Aber ich fand das die Autorin in ihrem Buch eben all zu oft um sich selbst kreist und eher jammert, das sie ja so arm dran ist und nicht schafft, irgendwie so damit umzugehen, das sie etwas verändert.
Ihr Buch bleibt ein Versuch. Das ist auch ok, aber ich gebe auch zu, das ich gleichzeitig finde, das sie sich eigentlich vor allem mit sich selbst auseinander gesetzt hat und sich dem Thema Familie irgendwie entzogen hat. Es hat mich ehrlich gesagt wenig interessiert, das sie offensichtlich Drogen dazu benutzt um sich aus ihrer Realität zu flüchten und sich dem klischeehaften Berliner Nachtleben hingibt. Mehr als einmal schoss mir in den Kopf: Armes Weißes Mädchen...
Trotzdem finde ich es auch verständlich, das ihre Erfahrungen ein Anfang sind und kein Endpunkt. Es ist aus heutiger Sicht immer schwerer sich der Frage zu stellen, wie haben meine Großeltern, meine andren Familienmitglieder die ich nicht kennen gelernt habe, in der NS Zeit gelebt. Wovon profitieren wir noch heute? Haben wir unseren Wohlstand der Tatsache zu verdanken, das wir sowohl in der Kolonialzeit als auch in der NS Zeit Menschen ermordet und ausgebeutet haben? (Funfact: Ja. )

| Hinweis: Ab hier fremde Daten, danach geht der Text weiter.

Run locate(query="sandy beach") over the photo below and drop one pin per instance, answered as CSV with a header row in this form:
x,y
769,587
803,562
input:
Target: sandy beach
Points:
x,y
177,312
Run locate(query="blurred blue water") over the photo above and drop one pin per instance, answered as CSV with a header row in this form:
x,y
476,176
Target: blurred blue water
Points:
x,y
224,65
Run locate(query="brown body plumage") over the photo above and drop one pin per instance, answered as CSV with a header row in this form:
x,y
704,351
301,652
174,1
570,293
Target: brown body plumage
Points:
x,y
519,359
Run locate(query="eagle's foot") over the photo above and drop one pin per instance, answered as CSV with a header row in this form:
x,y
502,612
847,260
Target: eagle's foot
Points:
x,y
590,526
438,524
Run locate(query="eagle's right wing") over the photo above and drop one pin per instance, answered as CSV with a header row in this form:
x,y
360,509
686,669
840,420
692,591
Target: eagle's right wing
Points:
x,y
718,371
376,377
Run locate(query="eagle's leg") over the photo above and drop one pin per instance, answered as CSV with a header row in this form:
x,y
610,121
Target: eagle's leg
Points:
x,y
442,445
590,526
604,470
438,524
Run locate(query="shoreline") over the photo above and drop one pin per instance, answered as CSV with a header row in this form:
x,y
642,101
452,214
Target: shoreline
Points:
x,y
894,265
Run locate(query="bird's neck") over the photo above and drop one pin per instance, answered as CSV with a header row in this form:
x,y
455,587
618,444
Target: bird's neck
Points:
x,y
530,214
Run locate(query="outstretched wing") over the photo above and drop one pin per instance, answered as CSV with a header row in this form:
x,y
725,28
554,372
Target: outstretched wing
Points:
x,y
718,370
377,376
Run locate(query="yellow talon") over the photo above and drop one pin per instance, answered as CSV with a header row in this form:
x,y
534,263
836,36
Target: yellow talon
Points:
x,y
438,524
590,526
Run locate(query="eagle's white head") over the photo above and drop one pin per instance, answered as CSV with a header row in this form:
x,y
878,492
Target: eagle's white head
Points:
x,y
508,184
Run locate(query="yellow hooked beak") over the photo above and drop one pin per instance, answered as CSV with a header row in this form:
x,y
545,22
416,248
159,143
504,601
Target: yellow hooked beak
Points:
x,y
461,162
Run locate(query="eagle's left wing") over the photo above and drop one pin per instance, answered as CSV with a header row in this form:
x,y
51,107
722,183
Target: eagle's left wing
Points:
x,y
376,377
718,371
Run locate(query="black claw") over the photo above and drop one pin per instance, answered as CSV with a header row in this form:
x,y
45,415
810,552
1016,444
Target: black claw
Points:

Wie gehe ich als Weiße Deutsche mit der Tatsache um, das wir eine Erinnerungskultur haben, die so tut als ob sie Erinnerungskultur ist, aber dann nur bestimmten Holocaust-Überlebenden eine laute Stimme zugesteht. Die auch nicht darüber sprechen möchte, wie man eine neue Erinnerungskultur gestalten könnte.
Vielleicht bin ich auch deshalb mit dem Buch nicht wirklich zufrieden, weil ich für mich keine Antwort gefunden habe, obwohl ich gar nicht so richtig weiß, welche Antworten ich finden wollte.
Das Buch hat mich auf der anderen Seite definitiv dazu ermutigt, doch genauer nach Antworten zu suchen und auch zu überlegen, wie ich sie für mich noch finden kann (es gibt z.B. so gut wie keine Dokumente, ich muss bei einer Recherche daher tatsächlich so gut wie bei Null anfangen um noch irgendetwas zu erfahren. Z.B. über Urgroßeltern, oder Großonkel etc.).
Also ja, ich habe für mich Dinge mit genommen. Anderes hat mich gestört. Ich bin insgesamt froh, das Buch gelesen zu haben, weil ich denke, irgendwo muss man halt anfangen.